The Wild West & Western Growth (original) (raw)

After the American Civil War ended people began to move to the West. The "Wild West" began around 1865 and lasted for 30 years. It was called the Wild West because of the general lawlessness that existed. All of the land west of the Mississippi River to the Pacific ocean was considered the Wild West. The American West featured all sorts of people from pioneers to outlaws, cowboys, gangs and gunfighters. Settling the West was encouraged by President Thomas Jefferson after the Louisiana Purchase. The expansionist attitude was known as manifest destiny. The legends and historical events of the American fronttier are part of the United States culture and became one of the defining features of American national identity. Popular movies and novels romanticized the idea of the West, but the reality was far more brutal and unforgiving.

Westward expansion began with the Louisiana purchase, the gold rush, the Oregon Trail and a belief in manifest destiny. Pioneers and immigrants built the Overland trails to the American Old West throughout the 19th century beginning around 1829 until 1870 as an alternative to railroad transportation. Immigrants colonized much of North America west of the Great Plains in mass migrations in the mid-19th century. There are many motives for this treacherous journey including religious persecution, inexpensive land and the gold rush. The history of these trails and colonizers who traveled them have become embedded in American culture and folklore. The Oregon Trail, the California Trail, Old Spanish Trail, Santa Fe Trail, Southern Emigrant Trail and the Mormon Trail still have signs along the highways that today's modern travelers can follow. The most common vehicle for Oregon and California colonizers were covered wagons pulled by oxes or mules.10% of the migrants who attempted to cross the United States died during the trip.

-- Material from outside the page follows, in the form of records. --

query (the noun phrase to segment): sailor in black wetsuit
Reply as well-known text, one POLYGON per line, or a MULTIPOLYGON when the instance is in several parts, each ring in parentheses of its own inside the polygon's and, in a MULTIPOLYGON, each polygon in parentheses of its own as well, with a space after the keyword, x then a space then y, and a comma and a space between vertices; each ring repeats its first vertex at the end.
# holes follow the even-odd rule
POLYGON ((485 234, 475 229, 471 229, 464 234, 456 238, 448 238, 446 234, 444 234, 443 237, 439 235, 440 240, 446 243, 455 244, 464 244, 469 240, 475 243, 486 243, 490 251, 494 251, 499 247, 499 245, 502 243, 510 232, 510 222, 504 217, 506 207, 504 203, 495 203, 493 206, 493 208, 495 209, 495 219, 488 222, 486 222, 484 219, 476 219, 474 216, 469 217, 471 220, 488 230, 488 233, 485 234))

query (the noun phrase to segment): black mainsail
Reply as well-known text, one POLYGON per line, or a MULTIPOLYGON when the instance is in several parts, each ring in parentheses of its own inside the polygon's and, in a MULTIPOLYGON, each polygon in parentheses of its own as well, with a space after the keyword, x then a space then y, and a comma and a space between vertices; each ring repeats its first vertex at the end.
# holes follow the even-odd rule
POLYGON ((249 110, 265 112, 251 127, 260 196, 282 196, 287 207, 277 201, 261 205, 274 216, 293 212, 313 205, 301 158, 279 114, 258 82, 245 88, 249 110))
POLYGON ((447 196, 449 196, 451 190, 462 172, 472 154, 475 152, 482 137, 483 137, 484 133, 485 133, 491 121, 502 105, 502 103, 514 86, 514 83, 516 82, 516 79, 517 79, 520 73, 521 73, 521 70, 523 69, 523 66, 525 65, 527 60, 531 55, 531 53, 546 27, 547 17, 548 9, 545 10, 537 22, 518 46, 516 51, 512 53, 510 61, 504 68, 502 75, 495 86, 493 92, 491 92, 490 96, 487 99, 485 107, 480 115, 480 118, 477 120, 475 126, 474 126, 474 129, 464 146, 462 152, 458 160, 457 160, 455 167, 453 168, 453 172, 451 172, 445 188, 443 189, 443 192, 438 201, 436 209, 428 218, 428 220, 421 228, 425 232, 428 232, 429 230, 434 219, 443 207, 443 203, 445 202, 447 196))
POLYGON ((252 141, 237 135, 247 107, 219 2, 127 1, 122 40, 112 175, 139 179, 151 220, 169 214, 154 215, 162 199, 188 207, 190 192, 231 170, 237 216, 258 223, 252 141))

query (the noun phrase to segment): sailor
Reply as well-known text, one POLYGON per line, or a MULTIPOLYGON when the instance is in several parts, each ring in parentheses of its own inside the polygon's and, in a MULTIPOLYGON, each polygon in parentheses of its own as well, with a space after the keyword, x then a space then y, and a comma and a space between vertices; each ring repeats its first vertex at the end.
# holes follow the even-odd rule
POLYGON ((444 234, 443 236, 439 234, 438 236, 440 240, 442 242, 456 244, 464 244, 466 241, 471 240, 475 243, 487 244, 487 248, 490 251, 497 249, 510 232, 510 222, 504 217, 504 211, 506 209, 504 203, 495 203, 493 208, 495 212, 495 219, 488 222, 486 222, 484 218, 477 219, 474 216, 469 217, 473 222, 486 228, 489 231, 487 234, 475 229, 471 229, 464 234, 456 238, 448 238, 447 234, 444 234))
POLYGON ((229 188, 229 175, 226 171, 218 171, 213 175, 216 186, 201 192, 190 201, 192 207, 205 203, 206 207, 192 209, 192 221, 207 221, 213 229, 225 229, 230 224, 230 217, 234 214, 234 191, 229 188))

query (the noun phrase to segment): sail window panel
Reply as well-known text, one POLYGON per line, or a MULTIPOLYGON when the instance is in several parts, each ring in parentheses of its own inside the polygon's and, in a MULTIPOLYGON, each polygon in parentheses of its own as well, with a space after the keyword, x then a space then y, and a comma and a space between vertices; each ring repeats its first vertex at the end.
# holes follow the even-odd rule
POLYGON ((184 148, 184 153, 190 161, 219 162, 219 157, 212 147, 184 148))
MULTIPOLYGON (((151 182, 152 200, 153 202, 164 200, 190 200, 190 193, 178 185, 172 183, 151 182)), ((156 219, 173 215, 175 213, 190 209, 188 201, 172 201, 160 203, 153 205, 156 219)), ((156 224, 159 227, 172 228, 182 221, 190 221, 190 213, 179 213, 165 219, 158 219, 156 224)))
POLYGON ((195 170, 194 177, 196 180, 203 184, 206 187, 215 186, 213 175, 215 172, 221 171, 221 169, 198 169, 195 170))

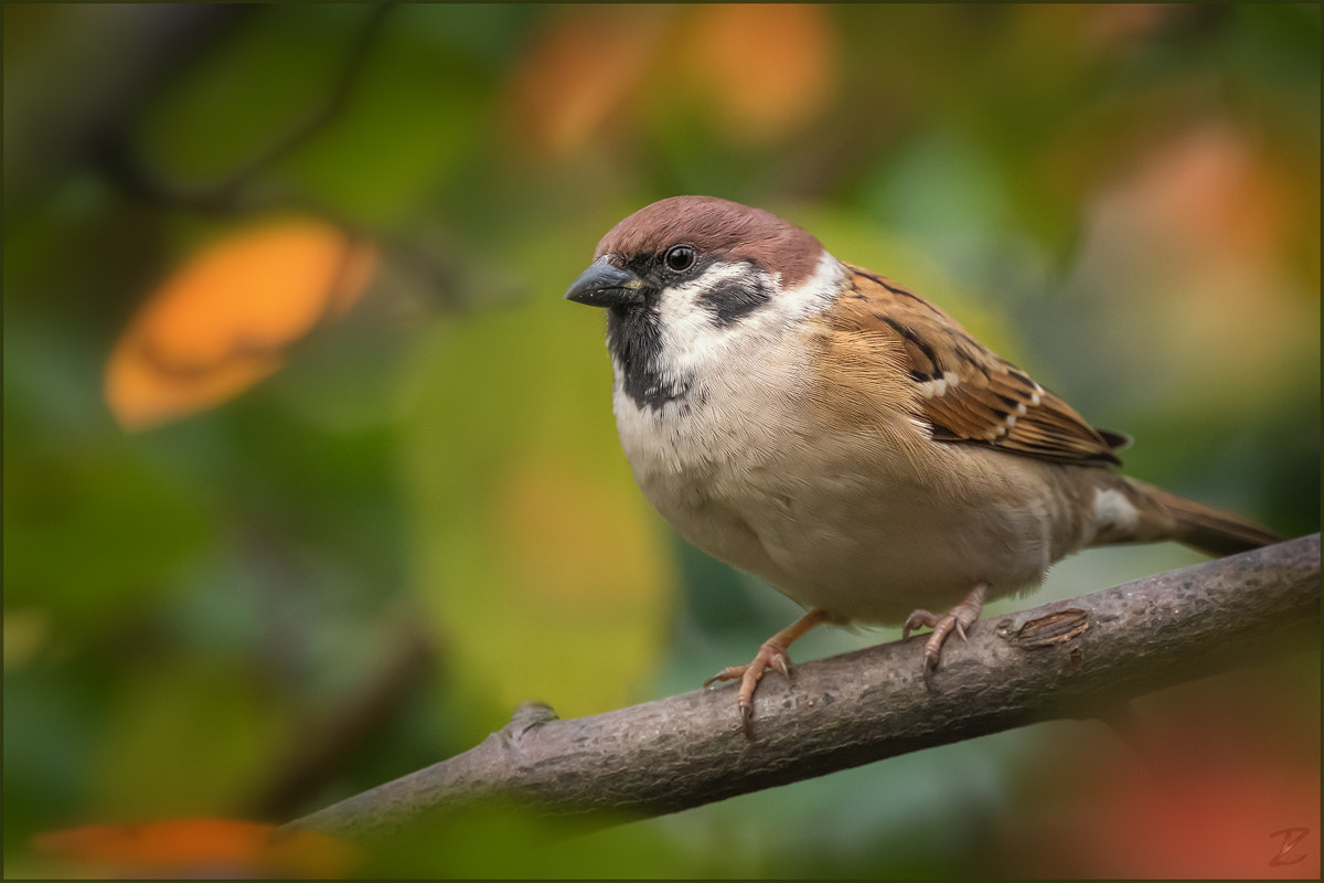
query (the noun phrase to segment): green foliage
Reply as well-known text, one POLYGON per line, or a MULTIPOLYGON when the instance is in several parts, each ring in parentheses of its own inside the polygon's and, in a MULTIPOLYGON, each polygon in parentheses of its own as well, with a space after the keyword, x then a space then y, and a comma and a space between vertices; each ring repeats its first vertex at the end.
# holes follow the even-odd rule
MULTIPOLYGON (((368 7, 5 7, 7 870, 40 830, 293 818, 471 747, 523 699, 569 716, 692 688, 790 621, 677 551, 616 441, 601 318, 560 301, 662 196, 800 222, 1135 436, 1137 477, 1319 530, 1317 8, 781 13, 399 7, 339 111, 261 163, 335 94, 368 7), (782 69, 820 85, 790 107, 767 85, 782 69), (144 179, 107 159, 117 139, 144 179), (237 214, 196 197, 234 173, 237 214), (249 392, 123 433, 113 342, 256 207, 376 241, 368 291, 249 392), (290 785, 310 752, 326 764, 290 785)), ((1035 597, 1190 560, 1087 553, 1035 597)), ((890 637, 824 630, 796 658, 890 637)), ((1317 747, 1307 694, 1291 725, 1317 747)), ((997 819, 1035 818, 1018 784, 1070 739, 571 839, 494 810, 377 860, 1018 875, 997 819)))

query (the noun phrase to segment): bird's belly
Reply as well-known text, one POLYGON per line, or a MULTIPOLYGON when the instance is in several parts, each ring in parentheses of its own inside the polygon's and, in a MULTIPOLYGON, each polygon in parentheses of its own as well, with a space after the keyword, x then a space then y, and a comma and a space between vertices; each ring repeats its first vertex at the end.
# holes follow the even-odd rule
POLYGON ((1037 585, 1055 559, 1034 494, 981 503, 876 474, 810 485, 776 469, 677 478, 641 486, 686 539, 842 620, 898 624, 980 582, 990 597, 1010 594, 1037 585))

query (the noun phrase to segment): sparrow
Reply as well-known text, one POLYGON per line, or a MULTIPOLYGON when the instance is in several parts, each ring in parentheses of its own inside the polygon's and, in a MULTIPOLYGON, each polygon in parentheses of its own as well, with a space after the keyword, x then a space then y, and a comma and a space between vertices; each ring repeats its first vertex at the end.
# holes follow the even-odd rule
POLYGON ((1121 475, 1091 426, 910 289, 769 212, 710 196, 617 224, 565 299, 606 311, 612 406, 645 496, 690 543, 808 613, 739 680, 824 625, 932 629, 923 678, 985 601, 1086 547, 1222 556, 1280 537, 1121 475), (927 608, 944 609, 935 614, 927 608))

The Oregon Trail was the name of the 2,170 mile East-West route westward across the United States taken by about 400,000 pioneers, settlers, farmers, ranchers, business owners and their families during Western expansion from 1835 through 1869. the route runs from the state of Kansas and nearly all of what is now Nebraska and Wyoming stretching past Idaho and Oregon. The use of the trail declined as the first transcontinental railroad was completed in 1869 making the trip West considerably faster and safer.